I am having some difficulty getting some of the financial defintions/contexts straight. I was wondering if somebody could help me with the following sentences:

  1. A house can be considered a type of asset.

  2. Bankers trade financial assets on a daily basis.

I see that "das Vermögen" is used for asset, but from my understanding, this just means "wealth". I also see that "der Aktivposten" is used in some contexts, and I really have no idea what is going on there. What are the differences between "der Aktivposten" and "das Vermögen"?

  • 2
    I don't think there is a direct equivalent translation for "asset"; a translation would use a word for a specific context (here: financial). The already suggested translations wouldn't work e.g. when referring to a person.
    – Erlkoenig
    Commented Jun 27, 2019 at 9:16

2 Answers 2


I would suggest the word:


It means a thing of value that is part of your Vermögen (see below).

Aktivposten is used to describe asset that are on the assets side (Aktivseite) of a balance sheet.

Vermögen is the whole of your monetary worth.

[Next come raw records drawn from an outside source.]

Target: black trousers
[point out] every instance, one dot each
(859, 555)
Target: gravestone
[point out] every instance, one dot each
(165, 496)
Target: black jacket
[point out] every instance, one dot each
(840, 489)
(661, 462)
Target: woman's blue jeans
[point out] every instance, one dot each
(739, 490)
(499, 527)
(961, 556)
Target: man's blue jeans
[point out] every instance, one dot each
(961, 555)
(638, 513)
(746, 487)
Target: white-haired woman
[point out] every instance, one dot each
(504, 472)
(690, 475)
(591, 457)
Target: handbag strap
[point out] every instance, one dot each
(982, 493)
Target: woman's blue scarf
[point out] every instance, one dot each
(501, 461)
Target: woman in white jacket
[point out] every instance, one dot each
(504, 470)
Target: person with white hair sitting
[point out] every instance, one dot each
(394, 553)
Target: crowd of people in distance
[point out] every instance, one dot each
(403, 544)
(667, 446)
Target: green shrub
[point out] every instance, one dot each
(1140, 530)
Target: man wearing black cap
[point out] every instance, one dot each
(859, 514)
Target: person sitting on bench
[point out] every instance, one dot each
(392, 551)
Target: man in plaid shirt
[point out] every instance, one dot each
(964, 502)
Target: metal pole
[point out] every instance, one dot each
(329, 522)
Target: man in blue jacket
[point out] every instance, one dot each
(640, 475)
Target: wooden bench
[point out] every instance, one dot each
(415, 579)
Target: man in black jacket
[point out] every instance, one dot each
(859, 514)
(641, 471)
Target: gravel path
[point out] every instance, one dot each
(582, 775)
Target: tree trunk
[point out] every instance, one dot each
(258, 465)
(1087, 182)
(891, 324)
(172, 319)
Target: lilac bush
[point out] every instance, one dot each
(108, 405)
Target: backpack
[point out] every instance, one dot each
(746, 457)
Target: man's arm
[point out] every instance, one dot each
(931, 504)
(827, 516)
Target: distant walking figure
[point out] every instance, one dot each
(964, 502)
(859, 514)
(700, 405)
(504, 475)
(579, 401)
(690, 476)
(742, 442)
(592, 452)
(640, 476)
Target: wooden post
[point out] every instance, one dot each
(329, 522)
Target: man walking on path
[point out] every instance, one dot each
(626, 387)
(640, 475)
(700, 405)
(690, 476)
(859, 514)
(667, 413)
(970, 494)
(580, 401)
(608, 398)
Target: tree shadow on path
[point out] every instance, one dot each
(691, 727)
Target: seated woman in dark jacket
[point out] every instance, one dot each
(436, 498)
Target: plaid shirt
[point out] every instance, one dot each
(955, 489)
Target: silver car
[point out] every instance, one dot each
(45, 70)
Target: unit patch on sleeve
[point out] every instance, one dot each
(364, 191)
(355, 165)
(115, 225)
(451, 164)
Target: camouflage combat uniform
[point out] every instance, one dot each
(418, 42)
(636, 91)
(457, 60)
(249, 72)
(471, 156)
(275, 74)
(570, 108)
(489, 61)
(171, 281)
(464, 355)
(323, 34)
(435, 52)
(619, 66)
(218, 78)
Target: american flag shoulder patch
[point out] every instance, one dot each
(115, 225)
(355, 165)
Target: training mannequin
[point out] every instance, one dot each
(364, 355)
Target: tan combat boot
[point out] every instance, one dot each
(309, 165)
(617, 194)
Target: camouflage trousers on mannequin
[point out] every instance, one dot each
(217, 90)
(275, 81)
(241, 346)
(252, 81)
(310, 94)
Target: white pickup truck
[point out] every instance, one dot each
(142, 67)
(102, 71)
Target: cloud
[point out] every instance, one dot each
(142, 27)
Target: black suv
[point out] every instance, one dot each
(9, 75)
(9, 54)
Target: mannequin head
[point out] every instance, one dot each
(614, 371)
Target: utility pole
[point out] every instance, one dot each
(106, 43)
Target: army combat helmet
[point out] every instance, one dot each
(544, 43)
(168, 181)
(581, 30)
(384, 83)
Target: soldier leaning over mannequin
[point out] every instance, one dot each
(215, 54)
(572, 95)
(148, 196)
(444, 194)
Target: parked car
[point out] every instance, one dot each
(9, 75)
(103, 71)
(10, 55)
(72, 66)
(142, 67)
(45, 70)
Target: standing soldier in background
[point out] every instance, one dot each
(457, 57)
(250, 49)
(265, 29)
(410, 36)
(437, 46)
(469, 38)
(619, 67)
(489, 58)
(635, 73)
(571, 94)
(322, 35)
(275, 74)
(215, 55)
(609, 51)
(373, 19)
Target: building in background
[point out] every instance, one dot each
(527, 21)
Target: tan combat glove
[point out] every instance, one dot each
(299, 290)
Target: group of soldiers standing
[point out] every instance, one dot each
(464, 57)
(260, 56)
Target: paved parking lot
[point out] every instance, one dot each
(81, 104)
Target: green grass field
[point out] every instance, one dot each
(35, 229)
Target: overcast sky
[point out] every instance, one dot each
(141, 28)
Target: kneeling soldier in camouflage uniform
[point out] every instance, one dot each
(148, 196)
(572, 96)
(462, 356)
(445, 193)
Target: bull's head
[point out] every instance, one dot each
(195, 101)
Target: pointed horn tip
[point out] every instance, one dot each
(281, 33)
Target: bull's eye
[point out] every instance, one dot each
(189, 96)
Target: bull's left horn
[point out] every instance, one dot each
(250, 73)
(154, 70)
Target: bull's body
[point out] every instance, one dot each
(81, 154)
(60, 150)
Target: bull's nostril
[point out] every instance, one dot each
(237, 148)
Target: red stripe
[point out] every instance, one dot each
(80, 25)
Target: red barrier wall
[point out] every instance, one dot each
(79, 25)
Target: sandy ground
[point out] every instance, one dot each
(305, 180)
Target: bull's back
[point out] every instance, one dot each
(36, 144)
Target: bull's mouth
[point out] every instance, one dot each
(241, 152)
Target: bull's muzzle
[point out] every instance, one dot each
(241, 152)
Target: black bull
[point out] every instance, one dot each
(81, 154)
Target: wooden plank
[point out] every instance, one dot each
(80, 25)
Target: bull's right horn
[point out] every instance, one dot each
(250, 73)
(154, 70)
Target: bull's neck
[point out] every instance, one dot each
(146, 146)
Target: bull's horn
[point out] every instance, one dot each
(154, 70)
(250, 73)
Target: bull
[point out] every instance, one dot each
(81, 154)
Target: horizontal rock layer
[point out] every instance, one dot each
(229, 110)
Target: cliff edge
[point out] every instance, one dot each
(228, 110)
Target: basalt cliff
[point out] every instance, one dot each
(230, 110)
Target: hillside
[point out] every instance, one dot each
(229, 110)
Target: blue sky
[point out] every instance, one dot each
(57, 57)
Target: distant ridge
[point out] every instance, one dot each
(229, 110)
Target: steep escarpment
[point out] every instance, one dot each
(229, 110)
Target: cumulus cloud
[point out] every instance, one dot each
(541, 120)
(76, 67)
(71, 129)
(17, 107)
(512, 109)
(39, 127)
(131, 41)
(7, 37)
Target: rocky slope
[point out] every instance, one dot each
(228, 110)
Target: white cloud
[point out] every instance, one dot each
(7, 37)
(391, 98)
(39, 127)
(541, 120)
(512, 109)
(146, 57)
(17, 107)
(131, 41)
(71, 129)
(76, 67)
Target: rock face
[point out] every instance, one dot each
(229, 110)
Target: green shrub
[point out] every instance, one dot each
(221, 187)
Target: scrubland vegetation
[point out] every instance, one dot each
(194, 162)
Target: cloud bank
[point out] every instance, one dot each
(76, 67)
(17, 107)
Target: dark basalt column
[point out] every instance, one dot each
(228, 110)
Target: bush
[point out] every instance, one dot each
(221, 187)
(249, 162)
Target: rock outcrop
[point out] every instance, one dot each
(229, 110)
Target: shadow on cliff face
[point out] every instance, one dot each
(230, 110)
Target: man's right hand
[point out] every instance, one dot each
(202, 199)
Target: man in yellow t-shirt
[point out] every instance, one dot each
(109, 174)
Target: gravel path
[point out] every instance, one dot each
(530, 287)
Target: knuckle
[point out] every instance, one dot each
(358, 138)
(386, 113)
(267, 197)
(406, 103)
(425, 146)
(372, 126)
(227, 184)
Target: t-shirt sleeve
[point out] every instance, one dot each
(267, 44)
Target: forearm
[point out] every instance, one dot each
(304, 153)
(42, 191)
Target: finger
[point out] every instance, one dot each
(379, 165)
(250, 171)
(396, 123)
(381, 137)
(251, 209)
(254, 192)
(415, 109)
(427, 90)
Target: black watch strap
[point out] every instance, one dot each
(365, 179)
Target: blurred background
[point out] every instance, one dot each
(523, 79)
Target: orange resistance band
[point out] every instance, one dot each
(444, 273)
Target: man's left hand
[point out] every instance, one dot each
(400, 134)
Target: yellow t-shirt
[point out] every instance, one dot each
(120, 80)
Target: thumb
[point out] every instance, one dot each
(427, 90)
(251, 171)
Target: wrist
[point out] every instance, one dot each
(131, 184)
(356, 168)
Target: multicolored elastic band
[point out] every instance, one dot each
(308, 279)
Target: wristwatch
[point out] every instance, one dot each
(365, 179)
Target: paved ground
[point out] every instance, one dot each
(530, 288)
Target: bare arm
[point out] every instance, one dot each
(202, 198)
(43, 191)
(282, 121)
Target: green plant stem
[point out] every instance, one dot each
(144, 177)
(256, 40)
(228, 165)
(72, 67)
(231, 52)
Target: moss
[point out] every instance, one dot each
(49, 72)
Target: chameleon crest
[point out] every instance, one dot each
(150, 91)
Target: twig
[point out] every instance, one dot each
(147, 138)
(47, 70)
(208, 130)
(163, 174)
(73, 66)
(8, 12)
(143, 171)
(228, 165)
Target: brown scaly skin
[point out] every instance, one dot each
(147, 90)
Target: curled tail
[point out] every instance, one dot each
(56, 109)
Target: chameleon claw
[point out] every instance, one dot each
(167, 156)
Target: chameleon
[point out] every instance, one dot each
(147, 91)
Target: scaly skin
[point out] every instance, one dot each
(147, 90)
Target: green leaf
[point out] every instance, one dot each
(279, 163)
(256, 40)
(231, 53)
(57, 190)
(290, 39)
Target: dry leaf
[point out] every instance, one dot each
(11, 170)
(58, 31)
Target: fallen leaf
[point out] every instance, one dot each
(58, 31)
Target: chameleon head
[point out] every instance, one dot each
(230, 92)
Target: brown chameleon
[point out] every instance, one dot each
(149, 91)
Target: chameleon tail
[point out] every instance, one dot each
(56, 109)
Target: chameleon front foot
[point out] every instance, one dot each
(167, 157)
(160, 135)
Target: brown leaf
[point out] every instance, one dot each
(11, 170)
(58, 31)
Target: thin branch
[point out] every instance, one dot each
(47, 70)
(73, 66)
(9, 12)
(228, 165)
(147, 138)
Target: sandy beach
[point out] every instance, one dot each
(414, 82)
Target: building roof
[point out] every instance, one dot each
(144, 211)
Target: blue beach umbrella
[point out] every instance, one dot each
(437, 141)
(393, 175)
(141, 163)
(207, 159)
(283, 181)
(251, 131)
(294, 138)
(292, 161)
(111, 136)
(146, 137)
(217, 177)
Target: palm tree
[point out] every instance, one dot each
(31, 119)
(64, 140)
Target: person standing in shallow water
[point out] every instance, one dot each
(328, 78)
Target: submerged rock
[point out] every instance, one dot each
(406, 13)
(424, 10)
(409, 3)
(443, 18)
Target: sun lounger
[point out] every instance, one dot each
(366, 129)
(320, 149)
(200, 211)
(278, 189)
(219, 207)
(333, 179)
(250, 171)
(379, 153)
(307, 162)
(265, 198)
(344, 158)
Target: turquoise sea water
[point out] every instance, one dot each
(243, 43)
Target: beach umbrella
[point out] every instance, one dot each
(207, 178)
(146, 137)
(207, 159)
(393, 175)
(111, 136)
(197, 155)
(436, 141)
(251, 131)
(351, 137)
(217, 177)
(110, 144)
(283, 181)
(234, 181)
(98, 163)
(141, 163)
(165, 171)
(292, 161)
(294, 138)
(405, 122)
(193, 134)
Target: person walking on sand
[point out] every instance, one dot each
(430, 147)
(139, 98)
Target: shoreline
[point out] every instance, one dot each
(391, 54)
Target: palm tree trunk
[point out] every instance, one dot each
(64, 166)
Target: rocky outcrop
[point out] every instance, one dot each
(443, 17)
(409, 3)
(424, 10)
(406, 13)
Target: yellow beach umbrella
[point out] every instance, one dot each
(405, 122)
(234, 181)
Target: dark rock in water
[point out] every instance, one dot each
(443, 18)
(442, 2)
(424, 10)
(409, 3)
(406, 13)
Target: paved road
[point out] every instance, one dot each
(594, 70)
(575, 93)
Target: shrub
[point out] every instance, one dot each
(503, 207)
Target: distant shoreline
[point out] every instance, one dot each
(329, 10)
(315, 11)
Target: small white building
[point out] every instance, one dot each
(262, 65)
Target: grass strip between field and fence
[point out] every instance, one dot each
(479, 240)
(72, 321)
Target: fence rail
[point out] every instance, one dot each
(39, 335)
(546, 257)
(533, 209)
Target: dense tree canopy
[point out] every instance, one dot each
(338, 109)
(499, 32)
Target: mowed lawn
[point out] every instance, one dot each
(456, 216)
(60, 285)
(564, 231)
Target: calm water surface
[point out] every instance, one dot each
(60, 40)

Edit: Asset is a word that can be translated in various ways depending on context. Deepl gives a good list

  • 2
    So, the following would be correct? 1. Ein Haus ist einen Vermögenswert. 2. Banker tauschen finanzelle Vormögenswerte täglich aus.
    – Mark
    Commented Jun 26, 2019 at 13:53
  • 1
    Too directly translate: 1) Ein Haus kann als eine Art Vermögenswert betrachtet werden. 2) Banker handeln täglich mit Vermögenswerten/Finanzanlagen(Better Word in this Kontext but Vermögenswerten may be used here). Commented Jun 26, 2019 at 14:01

The word "asset", especially in the context of your question is a term from accounting. As such, it makes sense to use accounting terms for the translation.

  1. A house can be considered an asset. This is usually true if you buy the house so that others pay you rent.
  2. Bankers trade assets, that means the buy things just to sell them later, not because they need them.

The words you found are correct for the accounting terms, but I wouldn't use "Vermögen" for these examples.

"Das Vermögen" doesn't just mean wealth, in the context of accounting it is one possible word to describe the left side of a balance sheet, the side where the assets are listed traditionally. A more specific word is "Aktiva", it refers to the asset side of the balance sheet and doesn't have much other meanings. Another expression is "Aktivseite (der Bilanz)" again for the asset side of the balance sheet. Both "Vermögen" and "Aktiva" would only be used for all assets, not for some. So you wouldn't use them for the trading bankers and while not exactly wrong it would sound strange in the context of the house.

"Aktivposten" is a word for a single asset, not for all assets. The "Posten" part is related to "Position" meaning an item in the balance sheet (or more likely in the appendix).

A house as part of the assets can be called "Vermögensgegenstand".

For the bankers the word "Vermögenswerte" may be better. Most of the time the word "Wertpapiere" (Security) would be appropriate, but the meaning is narrower than assets.

PS: The other (right) side of the balance sheet, the liabilities, are called Passiva or Passivseite.

  • Thanks! This is very helpful! So, you would say, the most general term for an object that is part of your wealth is "Vermögenswert"? It just sounds funny to me, because "Wert" is value, so the idea that it is describing an actual object, and not the VALUE of the object, is (for me) odd. Just to confirm: Man sagt "Mein Auto ist ein Vermögenswert" und nicht "Mein Auto hat Vermögenswert."? Danke nochmal
    – Mark
    Commented Jun 26, 2019 at 18:39
  • I would prefer "Vermögensgegenstand", as mentioned. "Vermögenswerte" fits better for more abstract things like securities. In general with "Vermögenswert" the focus is more on the value and less on the object itself. I don't think of my car as "Vermögen", more "Gebauchsgegenstand". A car is not an investment, it's something to use. Most people don't use accounting terms (and many other people use them wrong).